Air squats are like regular squats, but instead of using additional weights, you use only your body weight (hence why you may also know them as bodyweight squats). They’re often part of CrossFit and similar workouts, and they work your thighs and glutes.
They’re easy to master and very effective at tightening up those booty muscles. And because you don’t need to use additional weight, air squats are a perfect move for an at-home workout.
Before doing air squats, be sure to stretch and warm up.
Master the move
- Stand with feet shoulder-width apart, toes pointed slightly outward.
- Engage core muscles and pull shoulder blades together slightly to push out your chest.
- Squat back as if you were about to sit in a chair. Keep your weight in your heels so you don’t lean forward. Your hips should move down and back.

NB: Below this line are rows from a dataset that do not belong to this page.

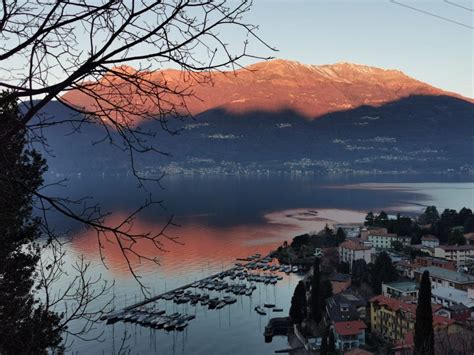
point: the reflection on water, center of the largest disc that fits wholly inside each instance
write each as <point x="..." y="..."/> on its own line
<point x="221" y="220"/>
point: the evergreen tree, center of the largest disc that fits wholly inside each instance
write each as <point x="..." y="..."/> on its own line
<point x="316" y="293"/>
<point x="463" y="215"/>
<point x="26" y="327"/>
<point x="382" y="271"/>
<point x="323" y="350"/>
<point x="424" y="333"/>
<point x="343" y="267"/>
<point x="326" y="292"/>
<point x="469" y="225"/>
<point x="381" y="220"/>
<point x="430" y="215"/>
<point x="456" y="237"/>
<point x="360" y="272"/>
<point x="340" y="236"/>
<point x="369" y="219"/>
<point x="331" y="343"/>
<point x="298" y="307"/>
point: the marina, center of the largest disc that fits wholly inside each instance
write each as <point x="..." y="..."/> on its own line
<point x="214" y="292"/>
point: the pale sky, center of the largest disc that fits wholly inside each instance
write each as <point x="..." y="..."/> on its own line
<point x="377" y="33"/>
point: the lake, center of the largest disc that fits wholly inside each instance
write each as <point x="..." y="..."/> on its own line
<point x="219" y="219"/>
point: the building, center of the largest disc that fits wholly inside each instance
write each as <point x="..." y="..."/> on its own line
<point x="339" y="282"/>
<point x="457" y="312"/>
<point x="391" y="319"/>
<point x="426" y="261"/>
<point x="385" y="241"/>
<point x="366" y="231"/>
<point x="349" y="335"/>
<point x="469" y="238"/>
<point x="447" y="296"/>
<point x="446" y="278"/>
<point x="406" y="268"/>
<point x="350" y="230"/>
<point x="457" y="253"/>
<point x="345" y="307"/>
<point x="403" y="290"/>
<point x="358" y="352"/>
<point x="429" y="241"/>
<point x="351" y="250"/>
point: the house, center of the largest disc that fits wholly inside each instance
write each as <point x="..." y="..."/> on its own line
<point x="339" y="282"/>
<point x="350" y="230"/>
<point x="454" y="340"/>
<point x="406" y="268"/>
<point x="404" y="290"/>
<point x="349" y="335"/>
<point x="351" y="250"/>
<point x="457" y="253"/>
<point x="425" y="261"/>
<point x="392" y="319"/>
<point x="385" y="241"/>
<point x="469" y="238"/>
<point x="366" y="231"/>
<point x="457" y="312"/>
<point x="429" y="241"/>
<point x="346" y="306"/>
<point x="447" y="296"/>
<point x="358" y="352"/>
<point x="440" y="277"/>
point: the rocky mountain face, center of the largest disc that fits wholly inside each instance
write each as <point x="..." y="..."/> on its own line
<point x="282" y="117"/>
<point x="273" y="86"/>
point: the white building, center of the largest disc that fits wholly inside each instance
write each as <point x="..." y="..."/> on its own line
<point x="429" y="241"/>
<point x="351" y="250"/>
<point x="406" y="289"/>
<point x="457" y="253"/>
<point x="384" y="241"/>
<point x="350" y="230"/>
<point x="448" y="296"/>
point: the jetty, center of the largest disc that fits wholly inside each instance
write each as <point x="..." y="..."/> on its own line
<point x="239" y="280"/>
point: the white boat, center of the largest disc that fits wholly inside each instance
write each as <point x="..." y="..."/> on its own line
<point x="260" y="310"/>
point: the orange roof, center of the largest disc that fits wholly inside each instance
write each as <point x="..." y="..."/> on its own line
<point x="353" y="327"/>
<point x="358" y="351"/>
<point x="395" y="305"/>
<point x="429" y="237"/>
<point x="352" y="245"/>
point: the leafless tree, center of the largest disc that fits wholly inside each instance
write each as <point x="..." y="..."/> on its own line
<point x="50" y="47"/>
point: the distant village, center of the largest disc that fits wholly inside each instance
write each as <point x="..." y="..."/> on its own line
<point x="362" y="287"/>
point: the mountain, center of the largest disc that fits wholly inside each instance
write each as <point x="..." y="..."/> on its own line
<point x="286" y="117"/>
<point x="309" y="90"/>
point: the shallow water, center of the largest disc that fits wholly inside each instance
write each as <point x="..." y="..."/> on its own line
<point x="220" y="220"/>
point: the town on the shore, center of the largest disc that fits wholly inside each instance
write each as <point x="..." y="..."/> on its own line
<point x="392" y="285"/>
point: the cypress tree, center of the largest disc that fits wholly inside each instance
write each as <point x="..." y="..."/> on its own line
<point x="331" y="343"/>
<point x="316" y="292"/>
<point x="26" y="326"/>
<point x="323" y="350"/>
<point x="298" y="304"/>
<point x="424" y="333"/>
<point x="382" y="271"/>
<point x="340" y="236"/>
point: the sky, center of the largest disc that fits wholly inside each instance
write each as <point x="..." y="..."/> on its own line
<point x="389" y="34"/>
<point x="377" y="33"/>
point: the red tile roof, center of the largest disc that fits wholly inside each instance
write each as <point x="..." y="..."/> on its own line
<point x="353" y="327"/>
<point x="395" y="305"/>
<point x="429" y="237"/>
<point x="358" y="351"/>
<point x="456" y="247"/>
<point x="352" y="245"/>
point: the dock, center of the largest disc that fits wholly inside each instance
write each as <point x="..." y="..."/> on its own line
<point x="239" y="280"/>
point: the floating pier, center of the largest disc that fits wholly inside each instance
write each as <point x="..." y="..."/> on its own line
<point x="238" y="280"/>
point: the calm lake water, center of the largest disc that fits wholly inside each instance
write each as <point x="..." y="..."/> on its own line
<point x="219" y="220"/>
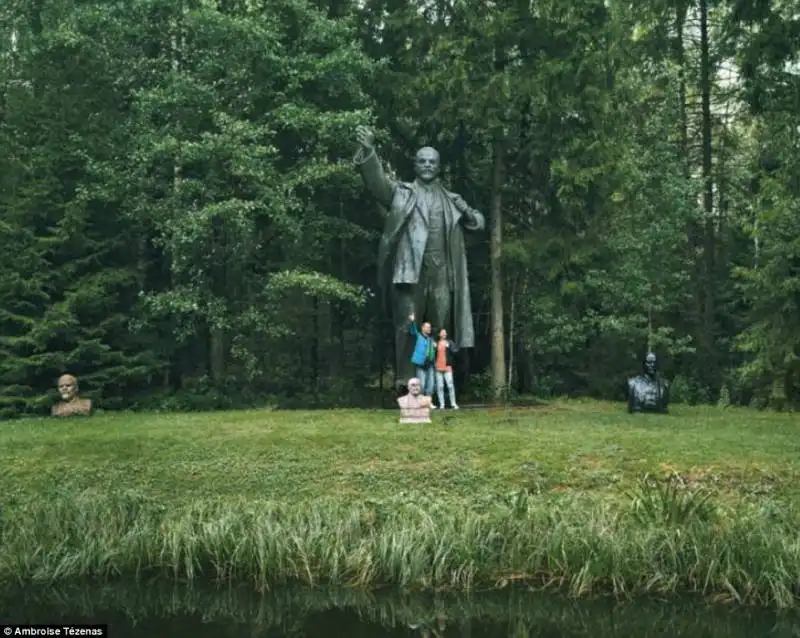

- Make sure your lower back curve is maintained and keep heels flat on the floor the whole time. Hips will descend lower than knees. (The eventual goal is to touch your glutes to the backs of your calves.)
- Hold for a few seconds, then rise up by pushing through heels and using glutes to return to a standing position.
Pay close attention to maintaining proper form, even if that means moving slowly. When doing an air squat, you’ll want to remember these tips:
- Your knees should never go past your toes.
- Angle your toes slightly outward (while still keeping them mostly straight) to prevent knee pain.
- Your back should not be rounded.
- Don’t drop your shoulders forward. Your upper body should stay still, and only your lower body should move.
- Keep your eyes fixed on a point directly in front of you to keep your chest lifted.
- Keep all your weight in your heels to keep yourself from pitching forward.
When you do air squats, you should feel the move in your thighs and glutes. If you’re feeling pain elsewhere, that means you need to correct your form.
If air squats cause pain in your knees, that means you’re either going too low or not using correct form. It could mean you’re putting more weight toward your toes than your heels.
If you have lower back pain during or after doing air squats, that could mean you’re leaning your chest forward too much. Avoid leaning forward when doing this move.
The benefits of air squats go beyond an enviable backside.
- Think of air squats as an introduction to weighted squats. This move will help you learn the proper form for weighted squats so you can do them safely and lower your risk of injury.
- Air squats strengthen your glutes, but they also build a solid foundation of strength for your entire lower body. They can also work your thigh muscles, including your hamstrings and quadriceps.
- Because air squats require balance, they can even work your core muscles.
- Air squats can make your legs stronger and more powerful, which can positively impact any other workout you do, whether it’s cardio or strength-based.
If you experience sciatic nerve pain, you shouldn’t do any kind of squat without first speaking with your doctor and/or physical therapist. If you feel dizzy or lightheaded, stop doing this exercise.
Air squats are an incredibly effective beginner workout move. They work your glutes, hamstrings, and quadriceps and even help you improve your balance and core strength. Doing air squats will help you learn other leg exercises down the line.